Kai Chen # 1 Yue Wang # 1 Xingna Dai 1 Jingjing Luo 1 Shangshang Hu 1 Zhihui Zhou 2 Jinglong Shi 2 Xueshan Pan 3 Tong Cao 4 Jun Xia 3 Yuyun Li 5 Zhiwei Wang 6 Jia Ma 7
Affiliations

Affiliations

  • 1 Bengbu Medical University Key Laboratory of Cancer Research and Clinical Laboratory Diagnosis, Bengbu Medical University, Anhui, Bengbu, 233030, China.
  • 2 Department of Laboratory Medicine, School of Laboratory Medicine, Bengbu Medical University, Anhui, Bengbu, 233030, China.
  • 3 Department of Biochemistry and Molecular Biology, School of Laboratory Medicine, Bengbu Medical University, Anhui, Bengbu, 233030, China.
  • 4 Department of Clinical Laboratory, the First Affiliated Hospital of Bengbu Medical University, Anhui, Bengbu, 233004, China.
  • 5 Department of Clinical Laboratory Diagnostics, School of Laboratory Medicine, Bengbu Medical University, Anhui, Bengbu, 233030, China.

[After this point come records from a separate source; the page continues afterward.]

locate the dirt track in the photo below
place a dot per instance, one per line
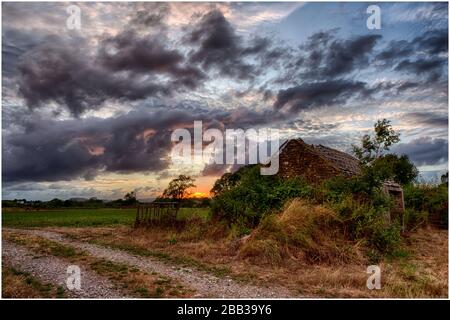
(205, 284)
(53, 270)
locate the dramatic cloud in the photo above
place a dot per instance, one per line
(330, 57)
(139, 141)
(137, 71)
(220, 48)
(429, 119)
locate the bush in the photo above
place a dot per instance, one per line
(428, 200)
(252, 196)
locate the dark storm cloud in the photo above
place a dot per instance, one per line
(395, 50)
(318, 94)
(421, 66)
(63, 72)
(425, 55)
(429, 119)
(51, 150)
(147, 55)
(68, 76)
(150, 14)
(433, 42)
(324, 55)
(424, 150)
(218, 47)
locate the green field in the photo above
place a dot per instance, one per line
(82, 217)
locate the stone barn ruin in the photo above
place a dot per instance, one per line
(317, 163)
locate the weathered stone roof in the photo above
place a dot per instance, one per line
(338, 159)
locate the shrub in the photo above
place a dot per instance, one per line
(428, 200)
(253, 196)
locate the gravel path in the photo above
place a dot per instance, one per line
(53, 270)
(205, 284)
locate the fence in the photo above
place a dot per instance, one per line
(156, 213)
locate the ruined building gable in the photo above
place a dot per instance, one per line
(314, 163)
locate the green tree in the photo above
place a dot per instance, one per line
(178, 188)
(372, 147)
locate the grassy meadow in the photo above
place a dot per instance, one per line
(102, 217)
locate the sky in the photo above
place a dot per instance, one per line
(89, 112)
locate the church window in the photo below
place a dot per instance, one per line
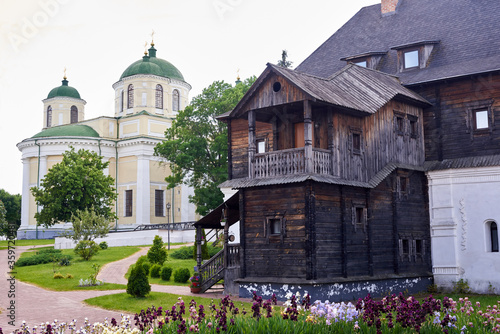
(49, 116)
(130, 96)
(159, 203)
(121, 101)
(159, 97)
(74, 114)
(128, 203)
(494, 236)
(175, 100)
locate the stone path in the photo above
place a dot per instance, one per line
(36, 305)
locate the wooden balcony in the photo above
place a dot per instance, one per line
(291, 162)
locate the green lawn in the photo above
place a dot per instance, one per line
(42, 274)
(24, 242)
(127, 303)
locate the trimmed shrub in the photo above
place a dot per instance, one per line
(165, 274)
(146, 266)
(138, 284)
(155, 271)
(157, 253)
(86, 249)
(182, 275)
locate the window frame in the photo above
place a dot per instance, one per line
(403, 56)
(176, 100)
(49, 117)
(159, 97)
(74, 115)
(130, 96)
(268, 231)
(159, 203)
(128, 203)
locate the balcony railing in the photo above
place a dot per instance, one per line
(290, 162)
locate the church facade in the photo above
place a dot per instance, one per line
(148, 96)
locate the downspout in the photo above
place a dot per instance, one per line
(37, 185)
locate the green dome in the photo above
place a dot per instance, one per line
(64, 90)
(70, 130)
(152, 65)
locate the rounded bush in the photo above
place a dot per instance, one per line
(182, 275)
(155, 271)
(166, 272)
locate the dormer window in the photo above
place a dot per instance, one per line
(411, 59)
(414, 55)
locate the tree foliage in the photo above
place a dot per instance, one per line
(76, 183)
(283, 62)
(157, 253)
(87, 225)
(196, 144)
(12, 204)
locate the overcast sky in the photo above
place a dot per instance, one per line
(206, 40)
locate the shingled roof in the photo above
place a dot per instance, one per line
(353, 88)
(467, 30)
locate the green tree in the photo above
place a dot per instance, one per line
(87, 225)
(76, 183)
(283, 62)
(196, 144)
(157, 253)
(138, 283)
(12, 205)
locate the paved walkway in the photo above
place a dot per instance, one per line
(36, 305)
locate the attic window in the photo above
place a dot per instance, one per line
(276, 87)
(411, 59)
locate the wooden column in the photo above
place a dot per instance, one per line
(199, 235)
(308, 154)
(252, 144)
(331, 140)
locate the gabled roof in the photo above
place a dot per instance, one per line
(467, 30)
(353, 87)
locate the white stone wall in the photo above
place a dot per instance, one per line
(463, 202)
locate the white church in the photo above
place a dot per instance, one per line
(148, 96)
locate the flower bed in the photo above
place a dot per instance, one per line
(392, 314)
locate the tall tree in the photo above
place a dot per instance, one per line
(196, 144)
(76, 183)
(283, 62)
(12, 205)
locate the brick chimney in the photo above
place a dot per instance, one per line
(389, 6)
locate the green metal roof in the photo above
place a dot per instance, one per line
(152, 65)
(64, 90)
(70, 130)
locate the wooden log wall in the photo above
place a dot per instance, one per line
(448, 133)
(275, 257)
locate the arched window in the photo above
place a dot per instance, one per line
(130, 100)
(159, 97)
(121, 101)
(494, 236)
(74, 114)
(175, 100)
(49, 116)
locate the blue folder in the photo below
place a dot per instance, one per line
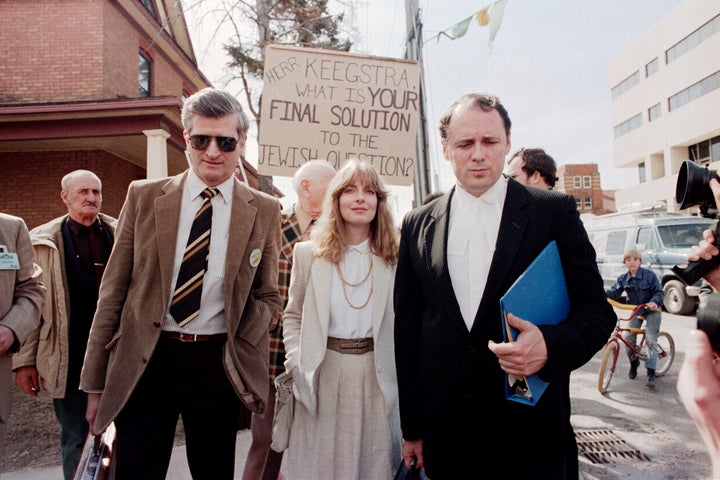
(539, 296)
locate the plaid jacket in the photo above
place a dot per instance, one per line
(291, 235)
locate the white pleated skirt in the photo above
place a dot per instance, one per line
(352, 436)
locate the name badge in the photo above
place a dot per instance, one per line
(255, 257)
(9, 261)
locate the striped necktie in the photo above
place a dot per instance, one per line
(185, 304)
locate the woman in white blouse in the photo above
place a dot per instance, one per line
(338, 335)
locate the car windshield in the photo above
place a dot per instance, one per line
(682, 235)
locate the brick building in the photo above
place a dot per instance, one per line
(93, 84)
(582, 181)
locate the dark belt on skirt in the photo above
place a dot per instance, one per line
(193, 337)
(351, 345)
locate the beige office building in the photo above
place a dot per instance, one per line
(665, 102)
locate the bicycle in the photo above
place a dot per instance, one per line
(665, 346)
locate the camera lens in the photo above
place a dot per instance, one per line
(708, 319)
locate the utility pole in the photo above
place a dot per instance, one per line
(413, 51)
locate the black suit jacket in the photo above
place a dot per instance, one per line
(451, 386)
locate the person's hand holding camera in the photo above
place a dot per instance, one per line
(706, 249)
(699, 379)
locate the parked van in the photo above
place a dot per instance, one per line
(663, 238)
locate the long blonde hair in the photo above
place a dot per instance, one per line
(328, 232)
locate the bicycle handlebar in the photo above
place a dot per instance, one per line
(636, 309)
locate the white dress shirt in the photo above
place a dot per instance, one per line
(345, 321)
(474, 225)
(211, 319)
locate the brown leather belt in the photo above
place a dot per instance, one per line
(193, 337)
(351, 345)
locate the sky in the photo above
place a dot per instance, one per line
(548, 64)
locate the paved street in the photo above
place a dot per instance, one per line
(657, 438)
(654, 437)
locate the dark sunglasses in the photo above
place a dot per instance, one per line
(201, 142)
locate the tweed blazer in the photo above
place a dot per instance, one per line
(307, 316)
(451, 385)
(134, 294)
(22, 296)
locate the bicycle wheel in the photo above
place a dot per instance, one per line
(666, 353)
(607, 366)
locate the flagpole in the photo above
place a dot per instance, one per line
(422, 184)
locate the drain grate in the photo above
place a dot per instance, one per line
(603, 446)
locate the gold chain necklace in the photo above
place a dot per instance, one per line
(344, 283)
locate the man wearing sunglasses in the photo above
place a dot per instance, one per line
(166, 342)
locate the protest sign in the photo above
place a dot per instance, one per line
(335, 105)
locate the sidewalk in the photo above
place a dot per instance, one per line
(178, 464)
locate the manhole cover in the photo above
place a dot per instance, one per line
(603, 446)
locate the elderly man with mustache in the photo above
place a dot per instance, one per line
(72, 251)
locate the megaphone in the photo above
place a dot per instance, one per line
(693, 185)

  • 6 Department of Biochemistry and Molecular Biology, School of Laboratory Medicine, Bengbu Medical University, Anhui, Bengbu, 233030, China. zhiweichina@126.com.

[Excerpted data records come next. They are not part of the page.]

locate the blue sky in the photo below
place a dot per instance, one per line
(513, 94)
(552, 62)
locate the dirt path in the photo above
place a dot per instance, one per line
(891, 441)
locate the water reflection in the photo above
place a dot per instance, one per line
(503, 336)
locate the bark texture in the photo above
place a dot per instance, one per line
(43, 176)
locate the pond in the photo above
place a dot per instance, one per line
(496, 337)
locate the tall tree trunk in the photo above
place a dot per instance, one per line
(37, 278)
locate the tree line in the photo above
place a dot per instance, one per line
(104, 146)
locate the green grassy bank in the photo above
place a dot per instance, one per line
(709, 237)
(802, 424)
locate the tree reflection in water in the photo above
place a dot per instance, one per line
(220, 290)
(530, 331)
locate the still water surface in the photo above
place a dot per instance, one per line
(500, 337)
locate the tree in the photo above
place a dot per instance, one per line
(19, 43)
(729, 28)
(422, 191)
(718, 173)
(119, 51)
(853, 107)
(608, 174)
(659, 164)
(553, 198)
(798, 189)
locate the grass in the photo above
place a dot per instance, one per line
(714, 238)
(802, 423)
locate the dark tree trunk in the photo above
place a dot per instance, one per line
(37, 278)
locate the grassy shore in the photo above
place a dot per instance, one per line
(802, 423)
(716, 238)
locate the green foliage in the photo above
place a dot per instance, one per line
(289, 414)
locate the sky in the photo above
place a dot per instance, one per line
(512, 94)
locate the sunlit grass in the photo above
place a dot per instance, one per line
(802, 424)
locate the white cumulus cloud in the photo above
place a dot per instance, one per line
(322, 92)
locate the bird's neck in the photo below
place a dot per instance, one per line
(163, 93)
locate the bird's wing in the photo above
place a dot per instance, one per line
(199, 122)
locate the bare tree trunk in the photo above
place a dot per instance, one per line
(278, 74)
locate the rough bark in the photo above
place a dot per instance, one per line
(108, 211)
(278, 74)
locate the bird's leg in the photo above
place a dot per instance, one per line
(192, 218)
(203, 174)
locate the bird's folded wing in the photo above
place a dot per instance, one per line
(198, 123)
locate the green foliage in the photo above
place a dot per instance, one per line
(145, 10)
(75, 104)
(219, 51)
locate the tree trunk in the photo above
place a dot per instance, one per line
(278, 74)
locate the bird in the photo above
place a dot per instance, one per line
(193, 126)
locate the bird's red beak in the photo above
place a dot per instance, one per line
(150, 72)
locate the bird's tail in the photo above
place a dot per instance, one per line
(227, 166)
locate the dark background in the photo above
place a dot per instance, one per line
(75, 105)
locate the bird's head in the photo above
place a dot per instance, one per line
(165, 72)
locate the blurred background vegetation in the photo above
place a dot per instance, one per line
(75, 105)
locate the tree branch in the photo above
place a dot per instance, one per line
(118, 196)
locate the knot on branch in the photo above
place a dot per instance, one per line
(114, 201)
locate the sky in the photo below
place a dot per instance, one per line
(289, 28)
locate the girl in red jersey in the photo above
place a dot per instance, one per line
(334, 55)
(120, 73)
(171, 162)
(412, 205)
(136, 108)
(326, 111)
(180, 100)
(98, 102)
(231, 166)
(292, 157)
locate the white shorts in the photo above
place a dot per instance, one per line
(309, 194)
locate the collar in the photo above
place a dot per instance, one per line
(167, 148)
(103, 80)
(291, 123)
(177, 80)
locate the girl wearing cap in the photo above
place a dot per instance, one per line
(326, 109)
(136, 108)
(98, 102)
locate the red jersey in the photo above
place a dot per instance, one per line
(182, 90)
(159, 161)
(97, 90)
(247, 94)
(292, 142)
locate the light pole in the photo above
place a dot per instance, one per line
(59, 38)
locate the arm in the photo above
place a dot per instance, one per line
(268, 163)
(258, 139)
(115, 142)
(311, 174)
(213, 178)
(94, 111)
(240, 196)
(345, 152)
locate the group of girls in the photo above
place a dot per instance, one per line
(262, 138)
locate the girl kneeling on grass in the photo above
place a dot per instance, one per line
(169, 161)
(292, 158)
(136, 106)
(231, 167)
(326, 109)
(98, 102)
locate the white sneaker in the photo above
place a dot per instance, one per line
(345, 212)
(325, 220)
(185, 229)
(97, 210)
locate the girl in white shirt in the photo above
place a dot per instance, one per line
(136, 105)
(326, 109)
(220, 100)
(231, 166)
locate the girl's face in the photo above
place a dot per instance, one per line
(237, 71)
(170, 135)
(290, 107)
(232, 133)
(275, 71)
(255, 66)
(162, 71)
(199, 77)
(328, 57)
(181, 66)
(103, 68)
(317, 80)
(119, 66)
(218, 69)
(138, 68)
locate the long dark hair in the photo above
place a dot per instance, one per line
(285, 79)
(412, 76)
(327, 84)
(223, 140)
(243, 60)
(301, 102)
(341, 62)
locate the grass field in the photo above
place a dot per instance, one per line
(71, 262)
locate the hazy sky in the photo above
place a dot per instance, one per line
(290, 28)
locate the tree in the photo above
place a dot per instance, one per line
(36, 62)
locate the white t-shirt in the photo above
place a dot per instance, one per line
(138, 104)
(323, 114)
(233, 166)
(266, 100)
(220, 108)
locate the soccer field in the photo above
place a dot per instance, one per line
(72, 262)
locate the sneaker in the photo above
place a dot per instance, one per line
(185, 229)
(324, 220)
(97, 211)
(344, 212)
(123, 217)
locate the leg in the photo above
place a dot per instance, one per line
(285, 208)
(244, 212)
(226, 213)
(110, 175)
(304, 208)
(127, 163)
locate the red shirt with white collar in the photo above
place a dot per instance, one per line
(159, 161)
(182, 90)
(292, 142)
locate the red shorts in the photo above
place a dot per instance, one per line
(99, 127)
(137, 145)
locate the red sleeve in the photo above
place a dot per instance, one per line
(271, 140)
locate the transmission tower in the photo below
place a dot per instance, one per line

  • 7 Department of Biochemistry and Molecular Biology, School of Laboratory Medicine, Bengbu Medical University, Anhui, Bengbu, 233030, China. majiamj10@126.com.
  • # Contributed equally.
Abstract

FBXO31, a member of F-box family to comprise of SCF complex, contributes to a pivotal role in Cancer progression. However, the possible involvements of FBXO31 in PC are unelucidated. Here, we reported that FBXO31 was overexpressed in PC patients, which was negatively associated with survival in PC patients. Furthermore, FBXO31 significantly enhanced growth, migration and invasion of PC cells in vitro. Consistently, FBXO31 overexpression promoted tumor growth in nude mice. Mechanistically, SIRT2 was a target of FBXO31 and interacted with FBXO31. Protein half-life and ubiquitination analysis demonstrated that FBXO31 promoted proteasome-dependent degradation of SIRT2. In addition, FBXO31 binds to sirtuin-type domain of SIRT2. Moreover, SIRT2 is required for the oncogenic role of FBXO31 in PC progression. Impressively, METTL3 induced m6A modification of FBXO31 and up-regulated FBXO31 expression, subsequently leading to SIRT2 down-regulation in PC cells. The results showed that METTL3 enhanced FBXO31 mRNA translation in YTHDF1-dependent manner. Taken together, we suggest that METTL3-FBXO31-SIRT2 axis was involved in PC tumorigenesis, which could identify new targets for PC treatment.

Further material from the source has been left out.